Avant tout maître de la « comédie sérieuse », Ostrovski a pratiqué tous les genres : tableau de mœurs, drame contemporain, chronique historique, idylle folklorique, satire, charge, mélodrame. Il débute au milieu du siècle avec une description au vitriol du monde des marchands du quartier moscovite de l’Outre-Moskova (Entre soi on s’arrange, 1849). La pièce met en scène des mœurs familiales régies par l’ordre ancestral du « Ménagier », code de comportement en vigueur depuis le XVIe siècle. La pièce, interdite à la représentation, lui apporte la célébrité.
Dès lors, Ostrovski s’attache à décrire un monde qui disparaît, exaltant et critiquant tour à tour les coutumes populaires de la Russie ancienne et la spécificité de son mode de vie. Les pièces On ne s'assied pas dans le traîneau d'autrui ou Pauvreté n'est pas vice idéalisent et problématisent à la fois la persistance dans un monde en évolution des relations familiales ancestrales. En 1856, L'ivresse à la table d'autrui brocarde les mœurs patriarcales de l'Outre-Moskova, la tyrannie domestique, la peur du savoir, de l'instruction et de la libre pensée, l'isolement de principe qui règnent dans les maisons des marchands. Ostrovski est aussi l'un des premiers à aborder le problème de la bureaucratie avec la pièce de 1857 Une place qui rapporte.
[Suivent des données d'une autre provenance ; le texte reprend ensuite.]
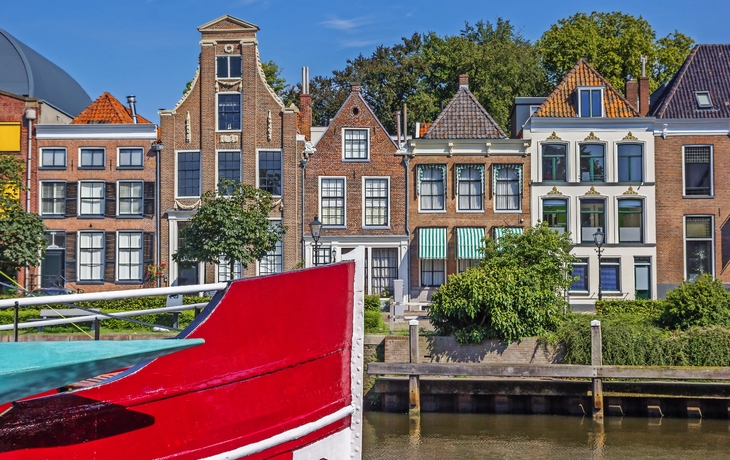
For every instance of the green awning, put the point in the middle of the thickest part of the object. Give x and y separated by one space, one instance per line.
432 243
469 240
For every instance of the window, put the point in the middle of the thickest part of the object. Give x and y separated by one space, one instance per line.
610 272
642 277
507 187
555 213
332 205
131 157
376 202
384 270
91 198
53 158
188 174
698 170
592 163
590 102
356 144
470 187
229 112
580 271
699 252
130 198
703 99
592 217
229 167
228 66
91 250
92 158
53 199
431 187
554 162
630 221
270 172
630 162
129 256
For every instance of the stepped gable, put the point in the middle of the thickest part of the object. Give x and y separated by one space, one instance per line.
562 101
464 118
707 68
107 109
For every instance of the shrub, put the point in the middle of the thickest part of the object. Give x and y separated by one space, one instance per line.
704 302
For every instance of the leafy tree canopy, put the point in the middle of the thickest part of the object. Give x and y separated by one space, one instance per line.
233 227
612 43
516 292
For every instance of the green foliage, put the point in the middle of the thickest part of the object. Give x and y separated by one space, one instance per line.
234 227
516 292
704 302
612 43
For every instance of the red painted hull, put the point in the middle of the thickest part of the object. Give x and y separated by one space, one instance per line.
277 355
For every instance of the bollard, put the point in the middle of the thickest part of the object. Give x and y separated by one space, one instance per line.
596 362
413 390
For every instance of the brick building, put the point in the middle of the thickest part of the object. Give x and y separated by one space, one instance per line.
592 168
355 183
467 180
229 125
692 153
96 193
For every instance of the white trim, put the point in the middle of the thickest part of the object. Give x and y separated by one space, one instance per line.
363 183
200 165
287 436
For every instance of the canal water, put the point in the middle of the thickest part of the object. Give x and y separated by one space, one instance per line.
389 436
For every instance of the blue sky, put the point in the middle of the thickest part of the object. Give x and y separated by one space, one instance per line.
149 47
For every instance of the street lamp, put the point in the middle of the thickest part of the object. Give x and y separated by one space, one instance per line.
599 238
315 228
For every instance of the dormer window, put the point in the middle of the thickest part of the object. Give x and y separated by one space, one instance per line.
703 99
590 102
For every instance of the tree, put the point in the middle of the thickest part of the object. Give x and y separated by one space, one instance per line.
233 227
613 44
516 292
22 234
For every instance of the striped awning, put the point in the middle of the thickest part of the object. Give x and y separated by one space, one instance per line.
432 243
469 240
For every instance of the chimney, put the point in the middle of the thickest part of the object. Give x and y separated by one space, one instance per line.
464 81
132 101
643 96
632 92
305 107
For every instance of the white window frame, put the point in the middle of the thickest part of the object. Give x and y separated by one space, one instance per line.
344 204
103 157
364 197
101 257
119 198
281 170
712 171
200 167
80 197
367 152
130 166
44 166
240 111
119 259
580 103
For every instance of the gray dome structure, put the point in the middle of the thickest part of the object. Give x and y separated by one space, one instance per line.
26 73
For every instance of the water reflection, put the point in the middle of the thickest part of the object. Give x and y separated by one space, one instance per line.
476 436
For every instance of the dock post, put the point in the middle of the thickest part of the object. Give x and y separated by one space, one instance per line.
413 390
596 362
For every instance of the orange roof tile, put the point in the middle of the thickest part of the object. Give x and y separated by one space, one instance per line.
562 101
106 109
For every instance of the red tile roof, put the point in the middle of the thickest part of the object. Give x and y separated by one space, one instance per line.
107 110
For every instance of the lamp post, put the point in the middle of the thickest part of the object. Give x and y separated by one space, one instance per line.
315 228
599 238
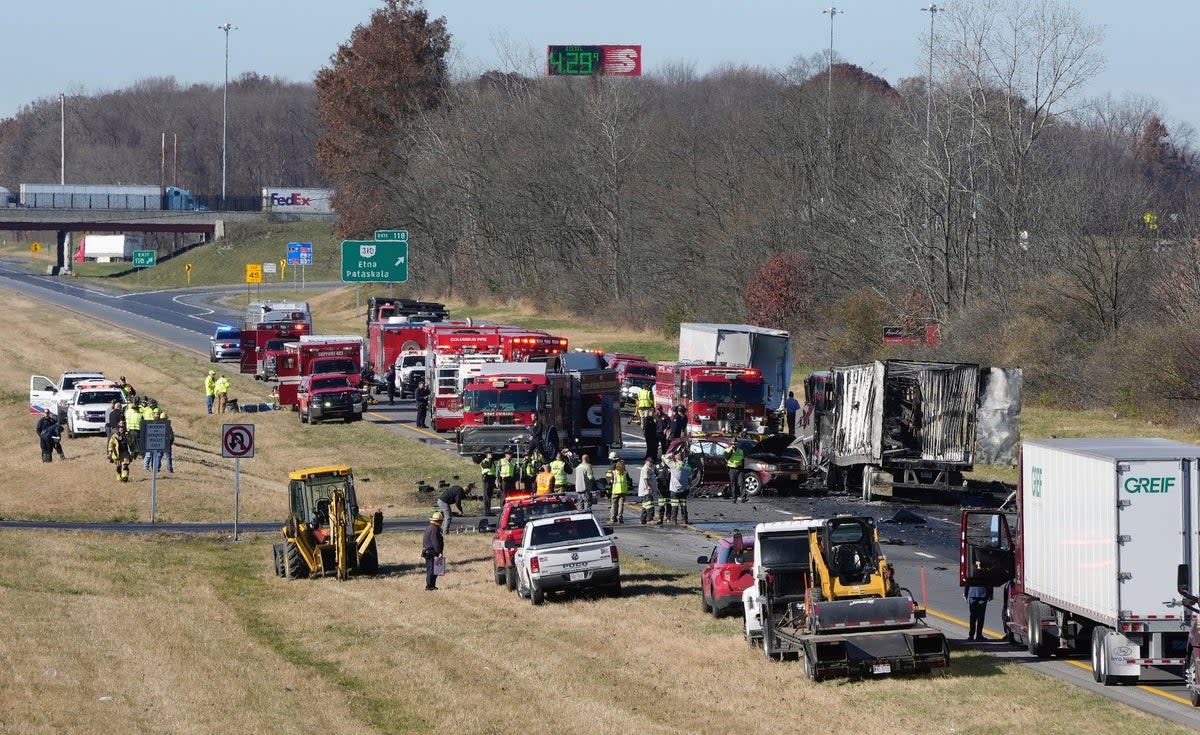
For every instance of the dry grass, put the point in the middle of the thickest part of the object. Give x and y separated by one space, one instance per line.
84 486
168 634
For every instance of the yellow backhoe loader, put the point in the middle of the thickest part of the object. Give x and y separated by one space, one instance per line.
327 533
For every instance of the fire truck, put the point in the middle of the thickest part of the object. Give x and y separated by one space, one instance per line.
718 399
267 328
395 326
575 405
456 352
334 354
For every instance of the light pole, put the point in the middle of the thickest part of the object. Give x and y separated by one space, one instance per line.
933 10
63 138
829 11
225 111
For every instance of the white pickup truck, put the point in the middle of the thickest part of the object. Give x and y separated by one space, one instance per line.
45 393
567 553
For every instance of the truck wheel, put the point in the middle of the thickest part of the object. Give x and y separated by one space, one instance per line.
750 484
294 566
1189 679
369 561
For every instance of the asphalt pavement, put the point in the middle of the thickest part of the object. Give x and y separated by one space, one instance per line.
924 555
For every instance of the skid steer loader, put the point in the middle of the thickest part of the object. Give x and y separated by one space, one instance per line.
327 533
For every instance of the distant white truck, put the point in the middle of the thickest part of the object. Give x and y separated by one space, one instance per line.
565 553
55 395
745 346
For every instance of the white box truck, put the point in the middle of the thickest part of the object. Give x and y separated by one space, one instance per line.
743 346
106 249
1091 557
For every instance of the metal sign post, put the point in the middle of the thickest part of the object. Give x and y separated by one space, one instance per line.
153 437
237 442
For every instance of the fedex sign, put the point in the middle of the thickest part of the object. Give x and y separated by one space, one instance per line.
298 199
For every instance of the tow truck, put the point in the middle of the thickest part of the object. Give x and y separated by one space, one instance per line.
718 399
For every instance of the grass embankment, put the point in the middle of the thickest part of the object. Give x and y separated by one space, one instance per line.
201 489
153 634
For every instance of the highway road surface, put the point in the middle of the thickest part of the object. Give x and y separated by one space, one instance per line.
925 555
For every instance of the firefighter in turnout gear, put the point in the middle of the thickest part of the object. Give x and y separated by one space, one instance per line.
120 454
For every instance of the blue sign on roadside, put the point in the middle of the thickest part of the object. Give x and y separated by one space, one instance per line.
299 254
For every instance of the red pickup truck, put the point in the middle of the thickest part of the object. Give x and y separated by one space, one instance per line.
514 517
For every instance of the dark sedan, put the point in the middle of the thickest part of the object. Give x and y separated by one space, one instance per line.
772 464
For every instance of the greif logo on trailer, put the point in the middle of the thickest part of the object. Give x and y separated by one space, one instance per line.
1149 485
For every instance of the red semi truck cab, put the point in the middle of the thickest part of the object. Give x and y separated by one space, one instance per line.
718 399
318 357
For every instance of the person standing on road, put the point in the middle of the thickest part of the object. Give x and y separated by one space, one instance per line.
210 389
508 473
115 418
648 490
450 496
585 483
120 454
651 434
791 406
390 378
133 425
423 404
221 388
432 548
977 605
735 460
619 488
681 479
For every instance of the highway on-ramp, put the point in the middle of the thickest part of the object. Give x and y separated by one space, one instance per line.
925 555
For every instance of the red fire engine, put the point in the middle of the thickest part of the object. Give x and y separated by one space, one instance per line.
718 399
267 328
317 356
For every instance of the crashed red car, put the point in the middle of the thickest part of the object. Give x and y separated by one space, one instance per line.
772 464
517 511
729 571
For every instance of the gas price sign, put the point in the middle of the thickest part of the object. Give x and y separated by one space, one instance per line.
588 60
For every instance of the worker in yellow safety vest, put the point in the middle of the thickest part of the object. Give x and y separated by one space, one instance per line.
735 460
545 482
558 467
645 402
618 483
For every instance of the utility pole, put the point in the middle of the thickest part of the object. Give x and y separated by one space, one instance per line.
63 138
831 11
225 111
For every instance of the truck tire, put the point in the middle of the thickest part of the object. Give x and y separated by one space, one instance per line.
1189 679
294 566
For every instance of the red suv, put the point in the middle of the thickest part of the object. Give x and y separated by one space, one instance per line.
515 514
729 571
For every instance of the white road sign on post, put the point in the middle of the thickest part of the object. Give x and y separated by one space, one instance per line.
237 441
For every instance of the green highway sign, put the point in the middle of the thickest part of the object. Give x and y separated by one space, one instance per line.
391 235
375 261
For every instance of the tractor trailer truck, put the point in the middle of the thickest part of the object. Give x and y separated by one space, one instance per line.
1092 555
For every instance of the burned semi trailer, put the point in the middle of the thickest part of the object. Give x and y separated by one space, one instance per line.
906 428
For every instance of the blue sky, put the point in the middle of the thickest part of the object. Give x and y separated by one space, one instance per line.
85 46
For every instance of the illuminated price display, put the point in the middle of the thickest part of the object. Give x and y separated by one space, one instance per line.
588 60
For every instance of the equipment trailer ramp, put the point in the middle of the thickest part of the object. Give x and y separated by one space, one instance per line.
857 638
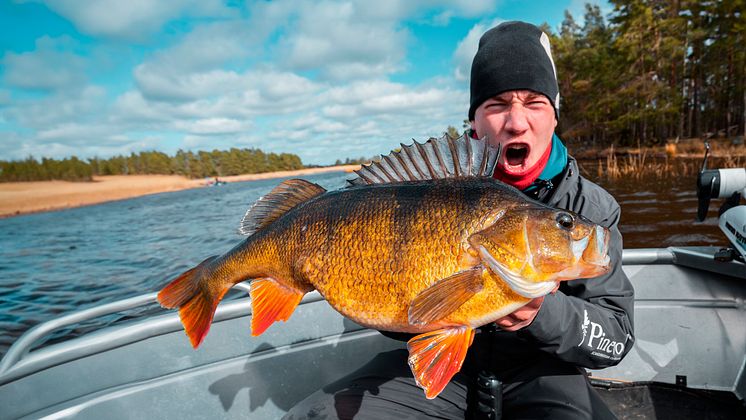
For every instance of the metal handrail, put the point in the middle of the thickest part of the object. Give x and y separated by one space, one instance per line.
21 347
21 361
L’art d’Ostrovski culmine avec le cycle des « pièces de la Volga » et tout particulièrement, en 1859, avec L’Orage, qui met en scène la collision tragique entre un univers despotique et rigide et l’âme pieuse et poétique d’une jeune femme qui aspire à plus de liberté intérieure et croit la trouver dans un amour hors mariage. Cœur ardent, écrit à la fin des années soixante, reprendra les mêmes motifs, dans un contexte modifié, où l’argent joue un rôle de plus en plus décisif et où la vieille caste des marchands tend à céder la main à une nouvelle espèce d’hommes, rapace et dévoyée. Ce sera aussi, en 1871, le thème de La Forêt.
A partir des années 1870, les grandes pièces d’Ostrovski (comédies satiriques comme Tel est pris qui croyait prendre, L’argent fou, Loups et brebis, drames socio-psychologiques comme La sans dot) décrivent une « nouvelle société » dont la violence destructrice ne le cède en rien à celle de l’ancienne.
Il faudra attendre les dernières œuvres du dramaturge pour qu’apparaisse un lieu de rédemption. Dans un monde plus que jamais enténébré, ce sera, paradoxalement, chez ces comédiens qui peinent à pratiquer leur art, dans ce théâtre de province, mal doté et mal aimé, que poindra l’espoir vaillant d’une possible catharsis (Innocents coupables ; Talents et adorateurs).